Code Exchange - Temporal Hugging Face Question Planetarium

This is an example implementation of running a hugging face model using Temporal activities and workers. Our page is using WebSockets to communicate updates back and forth between our flask server, and our client browser. By leveraging temporal we get automatic job queuing and execution in addition to retries, timeout management, question status tracking and more.

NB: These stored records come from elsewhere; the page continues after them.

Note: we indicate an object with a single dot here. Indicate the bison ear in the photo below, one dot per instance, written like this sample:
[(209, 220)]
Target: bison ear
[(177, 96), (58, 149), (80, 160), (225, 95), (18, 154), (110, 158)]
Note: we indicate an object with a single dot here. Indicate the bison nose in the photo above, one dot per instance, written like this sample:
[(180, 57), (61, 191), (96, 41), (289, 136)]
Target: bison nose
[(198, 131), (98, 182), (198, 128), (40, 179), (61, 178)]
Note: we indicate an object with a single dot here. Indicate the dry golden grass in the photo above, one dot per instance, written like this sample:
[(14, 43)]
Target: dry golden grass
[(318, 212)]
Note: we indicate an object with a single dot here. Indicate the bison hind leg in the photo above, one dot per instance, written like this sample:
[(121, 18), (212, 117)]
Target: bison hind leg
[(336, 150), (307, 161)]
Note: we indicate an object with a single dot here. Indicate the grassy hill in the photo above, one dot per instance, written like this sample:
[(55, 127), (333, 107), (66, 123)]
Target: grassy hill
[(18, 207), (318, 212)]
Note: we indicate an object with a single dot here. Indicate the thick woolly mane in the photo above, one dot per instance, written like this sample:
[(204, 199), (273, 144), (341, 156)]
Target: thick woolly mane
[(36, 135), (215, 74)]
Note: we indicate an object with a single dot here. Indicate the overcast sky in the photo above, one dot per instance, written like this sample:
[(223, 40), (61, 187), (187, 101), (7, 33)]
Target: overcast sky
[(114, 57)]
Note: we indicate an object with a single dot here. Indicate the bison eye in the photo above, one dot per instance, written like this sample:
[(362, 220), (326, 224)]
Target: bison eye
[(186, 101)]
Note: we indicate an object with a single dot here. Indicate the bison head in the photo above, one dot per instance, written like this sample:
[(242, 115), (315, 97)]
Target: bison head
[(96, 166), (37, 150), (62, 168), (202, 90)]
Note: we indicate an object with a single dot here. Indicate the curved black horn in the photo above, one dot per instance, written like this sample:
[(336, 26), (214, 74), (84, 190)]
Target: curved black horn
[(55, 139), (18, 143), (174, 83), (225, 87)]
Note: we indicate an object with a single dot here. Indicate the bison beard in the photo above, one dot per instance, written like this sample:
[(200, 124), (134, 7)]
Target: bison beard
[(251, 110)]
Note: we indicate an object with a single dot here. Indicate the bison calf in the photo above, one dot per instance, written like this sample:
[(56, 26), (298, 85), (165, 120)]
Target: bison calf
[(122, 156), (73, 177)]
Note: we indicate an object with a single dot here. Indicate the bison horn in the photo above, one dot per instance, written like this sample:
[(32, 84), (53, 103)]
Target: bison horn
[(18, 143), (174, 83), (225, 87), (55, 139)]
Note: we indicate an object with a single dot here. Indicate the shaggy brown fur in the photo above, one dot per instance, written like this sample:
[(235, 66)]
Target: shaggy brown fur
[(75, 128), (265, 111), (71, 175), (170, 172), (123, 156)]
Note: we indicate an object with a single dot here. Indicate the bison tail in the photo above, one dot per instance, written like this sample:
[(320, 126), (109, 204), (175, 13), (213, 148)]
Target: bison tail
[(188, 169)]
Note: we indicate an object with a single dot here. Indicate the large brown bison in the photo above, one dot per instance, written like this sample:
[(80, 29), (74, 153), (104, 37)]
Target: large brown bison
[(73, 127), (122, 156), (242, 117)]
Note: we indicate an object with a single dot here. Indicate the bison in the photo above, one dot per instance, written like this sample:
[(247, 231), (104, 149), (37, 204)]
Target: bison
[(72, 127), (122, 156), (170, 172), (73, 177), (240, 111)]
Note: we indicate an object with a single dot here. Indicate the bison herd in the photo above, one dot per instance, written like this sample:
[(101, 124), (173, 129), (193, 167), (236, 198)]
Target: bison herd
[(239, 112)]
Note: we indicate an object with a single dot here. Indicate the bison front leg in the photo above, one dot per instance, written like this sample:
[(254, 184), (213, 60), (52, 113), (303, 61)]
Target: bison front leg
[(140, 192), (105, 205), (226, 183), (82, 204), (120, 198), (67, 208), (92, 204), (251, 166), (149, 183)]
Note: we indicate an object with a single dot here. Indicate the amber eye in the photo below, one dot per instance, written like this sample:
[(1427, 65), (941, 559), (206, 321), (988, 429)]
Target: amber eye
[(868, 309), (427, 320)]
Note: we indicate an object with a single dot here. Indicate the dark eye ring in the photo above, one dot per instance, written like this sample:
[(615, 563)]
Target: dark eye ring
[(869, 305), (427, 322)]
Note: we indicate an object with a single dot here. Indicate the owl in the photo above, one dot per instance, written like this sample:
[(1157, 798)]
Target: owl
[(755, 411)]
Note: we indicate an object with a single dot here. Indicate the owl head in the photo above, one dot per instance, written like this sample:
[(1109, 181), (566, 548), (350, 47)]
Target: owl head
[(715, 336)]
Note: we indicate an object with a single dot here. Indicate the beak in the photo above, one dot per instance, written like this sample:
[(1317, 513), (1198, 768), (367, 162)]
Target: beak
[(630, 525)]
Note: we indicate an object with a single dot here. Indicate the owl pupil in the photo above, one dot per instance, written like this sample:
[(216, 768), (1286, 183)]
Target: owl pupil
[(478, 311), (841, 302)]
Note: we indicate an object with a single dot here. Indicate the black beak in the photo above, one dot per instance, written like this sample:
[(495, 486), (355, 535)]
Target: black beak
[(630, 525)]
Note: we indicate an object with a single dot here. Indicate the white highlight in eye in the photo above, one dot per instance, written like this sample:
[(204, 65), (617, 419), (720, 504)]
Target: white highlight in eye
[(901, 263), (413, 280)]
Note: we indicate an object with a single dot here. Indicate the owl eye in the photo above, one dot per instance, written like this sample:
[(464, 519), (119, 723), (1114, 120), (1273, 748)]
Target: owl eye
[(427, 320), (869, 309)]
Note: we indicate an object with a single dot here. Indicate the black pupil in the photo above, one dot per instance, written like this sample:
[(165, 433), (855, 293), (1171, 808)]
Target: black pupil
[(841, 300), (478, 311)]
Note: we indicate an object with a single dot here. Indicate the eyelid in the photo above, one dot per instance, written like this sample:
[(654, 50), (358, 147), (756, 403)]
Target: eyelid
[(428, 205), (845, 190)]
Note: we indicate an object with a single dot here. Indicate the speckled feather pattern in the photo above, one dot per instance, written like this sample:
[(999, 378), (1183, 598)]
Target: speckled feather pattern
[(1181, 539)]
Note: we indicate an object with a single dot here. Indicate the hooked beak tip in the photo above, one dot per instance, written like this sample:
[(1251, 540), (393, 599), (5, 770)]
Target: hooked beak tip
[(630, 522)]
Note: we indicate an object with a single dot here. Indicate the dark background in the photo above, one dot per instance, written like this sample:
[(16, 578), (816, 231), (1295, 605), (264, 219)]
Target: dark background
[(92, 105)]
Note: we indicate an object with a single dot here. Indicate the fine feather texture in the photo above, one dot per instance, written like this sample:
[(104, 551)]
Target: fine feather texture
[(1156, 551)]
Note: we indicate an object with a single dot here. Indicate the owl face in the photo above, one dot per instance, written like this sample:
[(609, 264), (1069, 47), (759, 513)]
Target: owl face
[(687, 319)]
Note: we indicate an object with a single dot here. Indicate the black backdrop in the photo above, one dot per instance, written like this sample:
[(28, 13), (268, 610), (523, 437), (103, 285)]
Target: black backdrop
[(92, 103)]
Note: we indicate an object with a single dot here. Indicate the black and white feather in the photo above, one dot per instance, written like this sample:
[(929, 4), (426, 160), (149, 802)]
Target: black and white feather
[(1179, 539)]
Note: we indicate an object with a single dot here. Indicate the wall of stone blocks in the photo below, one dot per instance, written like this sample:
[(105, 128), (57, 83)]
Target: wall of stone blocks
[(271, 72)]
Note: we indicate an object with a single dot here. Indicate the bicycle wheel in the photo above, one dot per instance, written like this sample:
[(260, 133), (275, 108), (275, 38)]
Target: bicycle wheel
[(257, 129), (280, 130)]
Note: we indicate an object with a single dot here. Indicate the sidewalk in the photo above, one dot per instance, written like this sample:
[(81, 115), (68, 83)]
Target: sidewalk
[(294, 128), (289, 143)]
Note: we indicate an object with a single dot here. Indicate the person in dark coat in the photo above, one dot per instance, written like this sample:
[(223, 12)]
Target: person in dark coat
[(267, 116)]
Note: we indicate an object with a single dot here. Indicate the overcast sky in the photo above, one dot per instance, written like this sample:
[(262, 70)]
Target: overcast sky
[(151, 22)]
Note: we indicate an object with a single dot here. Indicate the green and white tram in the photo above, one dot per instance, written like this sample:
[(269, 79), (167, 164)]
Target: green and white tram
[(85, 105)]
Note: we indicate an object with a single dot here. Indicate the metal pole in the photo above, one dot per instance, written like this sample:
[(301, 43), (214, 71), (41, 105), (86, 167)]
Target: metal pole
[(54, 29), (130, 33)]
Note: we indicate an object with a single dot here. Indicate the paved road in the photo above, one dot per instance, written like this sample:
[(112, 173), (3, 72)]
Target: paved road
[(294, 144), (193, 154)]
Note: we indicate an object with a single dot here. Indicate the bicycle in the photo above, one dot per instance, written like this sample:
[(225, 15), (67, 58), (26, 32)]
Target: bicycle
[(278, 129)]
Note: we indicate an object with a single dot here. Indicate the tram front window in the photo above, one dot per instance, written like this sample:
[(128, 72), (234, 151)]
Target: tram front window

Screenshot of running application

How this project works:#

Screenshot of terminal running the above processes

┌─────────────────┐    ┌─────────────────┐    ┌─────────────────┐
│   Flask App     │    │  Temporal       │    │  Worker         │
│                 │◄──►│  Server         │◄──►│  (AI Model)     │
│                 │    │                 │    │                 │
│ • Web Interface │    │ • Workflow      │    │ • SmolLM3-3B    │
│ • WebSockets    │    │   Queue         │    │ • Inference     │
│ • Status Updates│    │ • Job Management│    │ • Retry Logic   │
└─────────────────┘    └─────────────────┘    └─────────────────┘

This project has 3 major components that communicate with each other.
- The flask app manages our frontend, pushes out updates to a browser using WebSockets, and creates new workflows to be coordinated by our temporal server.
- The Temporal server assigns work to our worker, manages the queue, handles retries and more.
- Our worker, executes our hugging face model and returns the results of our questions.

Temporal UI

You're able to ask as many questions as you'd like and can navigate to the temporal UI running on port 8233 to view the status of the queue. You can navigate to a specific task queue by clicking on the question from our flask UI. From the temporal UI, you can restart, terminate or just view the status of any specific workflow.